The next day the news is filled with reports about a giant reptilian monster that terrorized Seoul. Gloria notices something odd: The monster sometimes appears to scratch an itch at the top of its head, exactly like Gloria does — something she’s blamed on a nervous tick.
Looking closer she sees the monster miming as if it is carrying a large sack over its shoulder. Gloria was carrying a large sack over her shoulder when she walked home from the bar. (The sack contains the big air mattress she bought to sleep on. She was walking home with it when she met Oscar, who drove her to the bar to show it to her and then offered her a job starting immediately, so Gloria still had the sack when she walked home.)
After another night of post-closing drinking, Gloria returns to the playground and performs some specific moves. Then she watches the news and sees the monster doing those same moves. She makes the connection between herself, the playground, and the monster.
Flashbacks tell us, to some extent, why this is happening. Back in grade school, Gloria made a diorama of Seoul for a school project. Oscar made one of Madrid. Walking to school, Gloria’s is grabbed from her hands by the wind and blown into a woody area that will someday be the playground. Oscar goes to retrieve it, but upon finding it, out of jealousy, stomps it flat (because his isn’t as good).
Gloria sees him do it, and her rage somehow invokes a lighting bolt that hits the top of her head (causing her adult nervous twitch of scratching that spot). The lightning causes both to faint, we see that both are carrying monster toys that match the monsters they manifest as adults.
That’s all the explanation we ever get.
The third morning she brings Oscar, Joel, and Garth, along with laptops and phones, to demonstrate what’s happening. Real-time newsfeeds confirm the monster apes Gloria’s every movement.
It also turns out that she can feel missiles fired at the monster, and she inadvertently destroys a helicopter that crashes into her forehead (which also hurts). Gloria panics and faints, Oscar goes to help her, and that is when a giant robot appears mimicking Oscar’s movements.

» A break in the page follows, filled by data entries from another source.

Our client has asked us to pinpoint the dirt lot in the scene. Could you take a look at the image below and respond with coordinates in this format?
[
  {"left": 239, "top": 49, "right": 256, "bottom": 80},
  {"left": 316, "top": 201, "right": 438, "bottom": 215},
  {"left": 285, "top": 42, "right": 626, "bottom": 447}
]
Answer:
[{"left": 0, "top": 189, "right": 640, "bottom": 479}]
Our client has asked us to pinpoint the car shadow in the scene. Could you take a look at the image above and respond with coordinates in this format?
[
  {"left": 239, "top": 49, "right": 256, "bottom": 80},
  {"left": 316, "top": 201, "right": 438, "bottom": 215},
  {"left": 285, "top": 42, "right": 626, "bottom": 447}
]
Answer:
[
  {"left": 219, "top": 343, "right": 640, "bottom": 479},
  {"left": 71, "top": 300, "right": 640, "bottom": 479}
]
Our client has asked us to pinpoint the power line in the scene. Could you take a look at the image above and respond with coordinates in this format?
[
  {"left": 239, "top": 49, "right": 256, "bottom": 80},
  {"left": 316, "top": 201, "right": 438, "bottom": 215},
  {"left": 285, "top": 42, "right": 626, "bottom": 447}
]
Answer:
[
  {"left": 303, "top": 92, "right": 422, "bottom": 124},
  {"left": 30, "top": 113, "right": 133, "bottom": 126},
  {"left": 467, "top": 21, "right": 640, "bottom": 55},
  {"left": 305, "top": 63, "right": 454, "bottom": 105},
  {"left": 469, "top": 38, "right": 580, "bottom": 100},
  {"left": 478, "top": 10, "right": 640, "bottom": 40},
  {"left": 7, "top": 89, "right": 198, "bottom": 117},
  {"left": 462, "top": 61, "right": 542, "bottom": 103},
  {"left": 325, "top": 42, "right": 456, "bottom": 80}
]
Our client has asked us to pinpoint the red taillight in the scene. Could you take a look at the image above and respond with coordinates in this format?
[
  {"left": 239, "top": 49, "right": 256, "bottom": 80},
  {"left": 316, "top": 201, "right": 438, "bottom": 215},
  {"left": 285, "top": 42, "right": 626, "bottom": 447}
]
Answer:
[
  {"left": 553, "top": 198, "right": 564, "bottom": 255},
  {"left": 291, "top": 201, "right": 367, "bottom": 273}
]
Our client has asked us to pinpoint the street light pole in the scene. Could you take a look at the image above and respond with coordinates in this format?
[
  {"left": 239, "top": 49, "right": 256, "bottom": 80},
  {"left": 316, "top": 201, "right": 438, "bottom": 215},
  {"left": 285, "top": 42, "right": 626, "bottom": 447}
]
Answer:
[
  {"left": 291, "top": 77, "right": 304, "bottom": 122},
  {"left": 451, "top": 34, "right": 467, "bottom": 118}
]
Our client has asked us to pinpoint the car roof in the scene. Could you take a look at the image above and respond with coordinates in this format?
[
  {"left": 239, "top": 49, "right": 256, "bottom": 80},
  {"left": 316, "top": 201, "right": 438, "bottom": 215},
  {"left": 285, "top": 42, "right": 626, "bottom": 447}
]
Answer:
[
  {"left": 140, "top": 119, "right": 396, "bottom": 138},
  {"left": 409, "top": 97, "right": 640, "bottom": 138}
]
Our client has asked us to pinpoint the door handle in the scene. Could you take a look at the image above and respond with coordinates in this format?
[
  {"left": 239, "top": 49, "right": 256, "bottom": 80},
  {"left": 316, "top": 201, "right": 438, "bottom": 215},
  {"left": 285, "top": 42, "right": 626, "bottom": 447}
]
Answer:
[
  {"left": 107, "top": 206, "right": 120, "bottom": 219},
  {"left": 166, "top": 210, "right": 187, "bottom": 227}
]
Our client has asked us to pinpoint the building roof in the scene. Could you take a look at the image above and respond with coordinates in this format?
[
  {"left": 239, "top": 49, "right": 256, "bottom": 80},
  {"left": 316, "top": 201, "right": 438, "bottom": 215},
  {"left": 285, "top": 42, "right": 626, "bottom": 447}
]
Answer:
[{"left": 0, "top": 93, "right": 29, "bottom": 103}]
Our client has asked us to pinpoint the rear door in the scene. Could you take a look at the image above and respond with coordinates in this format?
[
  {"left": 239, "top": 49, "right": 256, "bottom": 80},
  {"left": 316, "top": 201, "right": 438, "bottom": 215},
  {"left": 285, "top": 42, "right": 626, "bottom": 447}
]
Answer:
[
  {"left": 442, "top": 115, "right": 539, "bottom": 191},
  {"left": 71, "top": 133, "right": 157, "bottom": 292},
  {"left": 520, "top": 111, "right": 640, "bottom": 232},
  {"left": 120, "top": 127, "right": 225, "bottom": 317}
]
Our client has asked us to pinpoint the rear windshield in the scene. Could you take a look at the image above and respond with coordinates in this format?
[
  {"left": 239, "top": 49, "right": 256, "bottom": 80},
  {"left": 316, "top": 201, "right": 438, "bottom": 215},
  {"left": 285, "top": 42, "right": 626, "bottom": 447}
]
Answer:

Gloria, horrified at the damage and death of the helicopter pilot, determines to stop (and to stop drinking). With Oscar’s help, she gets a Korean translation of a message that she’s sorry and won’t appear any more. She makes what she intends as a last appearance to write that message on the ground, carefully tracing the Korean characters.
Then, from loneliness, she spends the night with Joel (because he’s the cute one), but that invokes serious jealousy from Oscar, who turns out to be a self-hating manipulative asshat who wants to possess Gloria. He threatens to rampage through Seoul unless Gloria continues drinking with them and does not return to her boyfriend Tim who has showed up in town hoping to get Gloria back.
At this point things get a bit ugly (definitely not funny) — none of the male characters are worth a damn, but Oscar especially. (This is very much Anne Hathaway’s movie.) Things get violent between Gloria and Oscar as he seeks to control her and she seeks to escape.
The problem is that Oscar has the upper hand because of his ability to rampage murderously in Seoul. Gloria isn’t strong enough to stop him.
I won’t spoil the ending, you should see it for yourself. I’ll just say that Gloria does come up with a satisfying solution. There is also the very last beat of the film, which is damn near perfect — certainly quite delightful and kind of funny.
The film isn’t perfect (almost no film is). It leaves some things unexplained. (Did Oscar burn down his bar? Why does he park in the middle of the parking lot far from the door? Where, exactly, does all this originate?)
As such I give it a strong Ah! rating and recommend it for any fan of interesting and inventive stories.
Stay colossal, my friends! Go forth and spread beauty and light.